Cette volte-face survient après des mois de tensions politiques à Cotonou. Alors que la révision constitutionnelle de 2025 avait relancé le débat sur la pertinence d’un Sénat, Boni Yayi, qui avait clairement affiché son refus d’y siéger, justifie désormais sa décision par la nécessité de « libérer la parole » dans un contexte où l’espace démocratique semble se réduire.

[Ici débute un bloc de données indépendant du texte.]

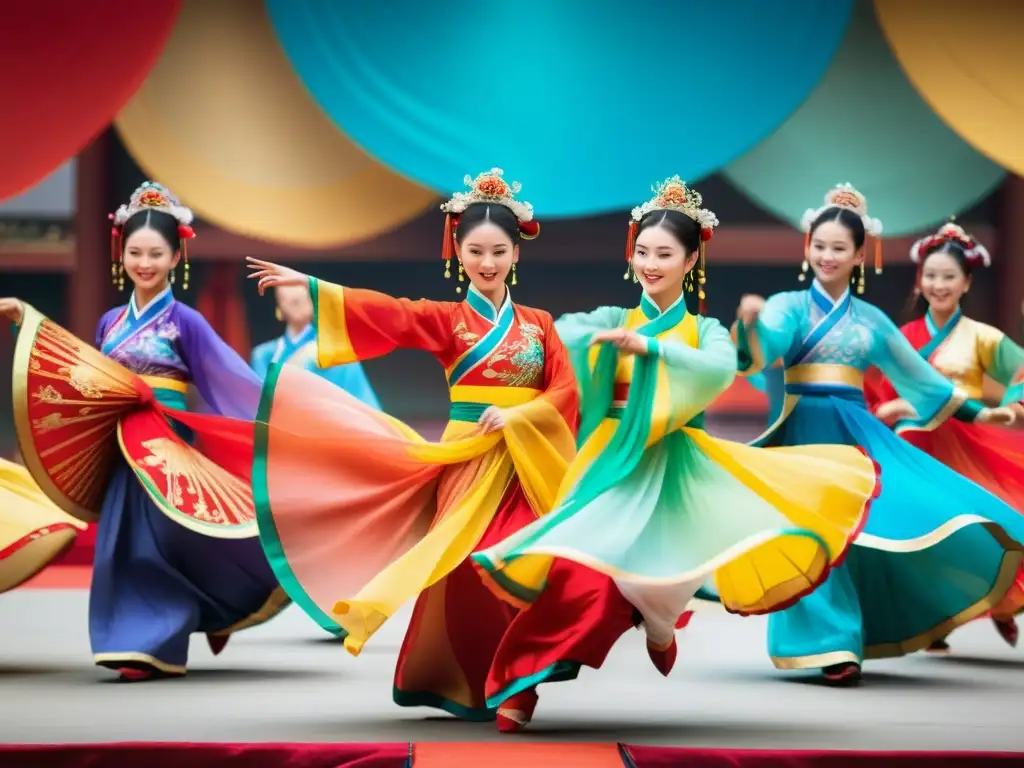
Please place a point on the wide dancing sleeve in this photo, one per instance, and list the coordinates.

Un parlement à dominante unique et des espaces de dialogue qui s’amenuisent

L’ancien chef de l’État alerte sur une situation politique qu’il qualifie de préoccupante. Selon lui, la récente formation d’un « Parlement monocolore », couplée à la quasi-disparition des lieux de concertation, rend indispensable l’occupation de toutes les tribunes disponibles. Son objectif ? Permettre aux citoyens de se faire entendre et contribuer à l’apaisement des tensions politiques.

« Ce n’est pas un choix personnel, c’est une obligation constitutionnelle », a-t-il souligné, tout en insistant sur le rôle potentiel du Sénat. « Cette institution pourrait devenir un terrain de dialogue pour porter les aspirations du peuple et défendre les valeurs démocratiques ».

Structure et missions du nouveau Sénat béninois

La chambre haute, issue des réformes institutionnelles récentes, comptera entre 25 et 30 membres. Elle sera composée de deux catégories de sénateurs :

  • Les membres de droit : anciens présidents de la République, anciens présidents de l’Assemblée nationale et de la Cour constitutionnelle ;

  • Les personnalités nommées : désignées selon les critères définis par la loi fondamentale.

En acceptant son siège au titre de l’article 113-3 de la Constitution, Thomas Boni Yayi promet d’en faire une tribune au service des citoyens. Il envisage de transformer cette assemblée en un « lieu de promotion des droits fondamentaux et de la paix sociale », où les enjeux de démocratie et de justice sociale occuperont une place centrale.